We got the opportunity to help the CEO of a Bank with a number of subsidiaries in the Middle East successfully reach their ambitious growth targets whilst the countries in which they were operating dissolved around them. 


How might it be used differently in future?

There will come a time when all decisions of consequence are subject to a computer simulation. The injection of Artificial Intelligence into simulations will open up a Pandora’s Box of possibilities. The benefits will come on a micro scale, as we become able to simulate learning in real time in virtual worlds. They will also come on a macro level as we can create AIs that observe simulations of the real world and suggest interventions to achieve particular goals. For example, questions such as “How should we set interest rates in order to achieve price stability?” will seem like a trivial question when we can run simulations of the entire economy millions of times under all sorts of conditions and uncover the optimal set of policy tools. 


Can you explain how you are able to model whole markets – like the UK mortgage market – on the system? 

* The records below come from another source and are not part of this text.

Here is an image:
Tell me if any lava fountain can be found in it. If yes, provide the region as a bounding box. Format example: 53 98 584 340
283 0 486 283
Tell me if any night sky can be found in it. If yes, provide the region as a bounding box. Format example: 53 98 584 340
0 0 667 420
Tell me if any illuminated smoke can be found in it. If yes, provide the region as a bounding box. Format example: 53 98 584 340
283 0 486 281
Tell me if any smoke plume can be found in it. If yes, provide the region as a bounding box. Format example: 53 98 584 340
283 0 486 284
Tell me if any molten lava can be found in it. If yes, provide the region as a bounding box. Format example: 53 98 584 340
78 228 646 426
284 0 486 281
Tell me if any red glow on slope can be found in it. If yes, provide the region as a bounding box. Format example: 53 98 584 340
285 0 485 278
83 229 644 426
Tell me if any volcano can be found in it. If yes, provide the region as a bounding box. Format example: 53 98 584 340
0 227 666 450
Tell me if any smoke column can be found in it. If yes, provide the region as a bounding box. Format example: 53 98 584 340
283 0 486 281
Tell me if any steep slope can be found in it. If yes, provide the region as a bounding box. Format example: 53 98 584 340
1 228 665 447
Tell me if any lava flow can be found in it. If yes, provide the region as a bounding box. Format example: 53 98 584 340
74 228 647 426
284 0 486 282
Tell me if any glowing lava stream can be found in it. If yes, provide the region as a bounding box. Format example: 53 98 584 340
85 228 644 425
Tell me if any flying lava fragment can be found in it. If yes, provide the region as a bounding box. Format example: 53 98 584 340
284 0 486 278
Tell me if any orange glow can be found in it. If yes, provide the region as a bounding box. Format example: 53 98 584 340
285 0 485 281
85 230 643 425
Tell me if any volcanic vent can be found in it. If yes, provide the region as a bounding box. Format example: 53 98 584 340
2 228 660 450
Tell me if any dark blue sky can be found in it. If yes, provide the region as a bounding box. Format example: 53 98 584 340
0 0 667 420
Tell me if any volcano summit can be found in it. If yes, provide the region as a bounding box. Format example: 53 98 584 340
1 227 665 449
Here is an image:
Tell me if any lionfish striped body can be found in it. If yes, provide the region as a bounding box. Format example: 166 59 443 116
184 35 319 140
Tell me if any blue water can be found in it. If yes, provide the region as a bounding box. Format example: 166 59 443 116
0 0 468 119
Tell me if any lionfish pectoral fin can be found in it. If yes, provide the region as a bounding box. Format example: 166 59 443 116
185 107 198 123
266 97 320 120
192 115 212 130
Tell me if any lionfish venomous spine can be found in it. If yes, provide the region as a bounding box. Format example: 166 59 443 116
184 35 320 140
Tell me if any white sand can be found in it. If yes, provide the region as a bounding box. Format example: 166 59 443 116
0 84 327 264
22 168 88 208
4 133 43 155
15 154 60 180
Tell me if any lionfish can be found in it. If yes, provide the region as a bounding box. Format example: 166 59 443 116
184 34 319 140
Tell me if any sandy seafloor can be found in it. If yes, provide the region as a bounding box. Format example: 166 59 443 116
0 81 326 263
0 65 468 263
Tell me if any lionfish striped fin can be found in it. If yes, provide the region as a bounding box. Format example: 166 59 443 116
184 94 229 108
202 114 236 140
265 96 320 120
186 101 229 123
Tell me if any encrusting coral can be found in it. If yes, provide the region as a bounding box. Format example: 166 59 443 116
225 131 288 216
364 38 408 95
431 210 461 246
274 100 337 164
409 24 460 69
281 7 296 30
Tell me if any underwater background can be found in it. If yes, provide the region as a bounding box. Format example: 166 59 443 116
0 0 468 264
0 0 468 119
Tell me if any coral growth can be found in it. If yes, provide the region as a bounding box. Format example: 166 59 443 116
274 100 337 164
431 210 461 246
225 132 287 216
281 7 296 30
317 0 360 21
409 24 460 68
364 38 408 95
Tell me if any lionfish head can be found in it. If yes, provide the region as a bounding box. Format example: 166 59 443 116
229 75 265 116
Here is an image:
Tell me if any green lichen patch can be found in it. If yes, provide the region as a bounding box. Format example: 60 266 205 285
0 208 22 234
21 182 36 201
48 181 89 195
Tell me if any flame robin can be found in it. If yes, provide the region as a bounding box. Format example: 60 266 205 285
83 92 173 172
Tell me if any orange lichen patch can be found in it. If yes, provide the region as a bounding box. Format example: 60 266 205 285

We create entire markets from scratch using individual specific data. This means data on each and every individual: their income, their age, number of children, current residence, etc. We then recreate virtual versions of each individual and inject them with algorithms that use this information to inform their behaviour. We then simulate the interaction of these individuals over time in response to various scenarios. For example, what happens to the unemployment rate if we have a recession and GDP falls by 1%? These models are so large and complex that we need hundreds or thousands of computers to execute them. We link these computers up with modern data processing technology and use their combined power to process the enormous amount of data and interactions. 


Your last round of seed funding was $410k in April last year – do you have more plans to raise capital? If so, what would you do with it?

Our [total] funding to date has been £1.1 million and we’re currently raising a Series A. We have ambitious plans.


Is there anything else you’d like to share?

Simudyne are currently working with Oxford University on the UK housing model. We have partnered with Cloudera and Microsoft and are currently on the Barclays Techstars accelerator in London. We fundamentally believe that all decisions of consequence should be subject to a computer simulation.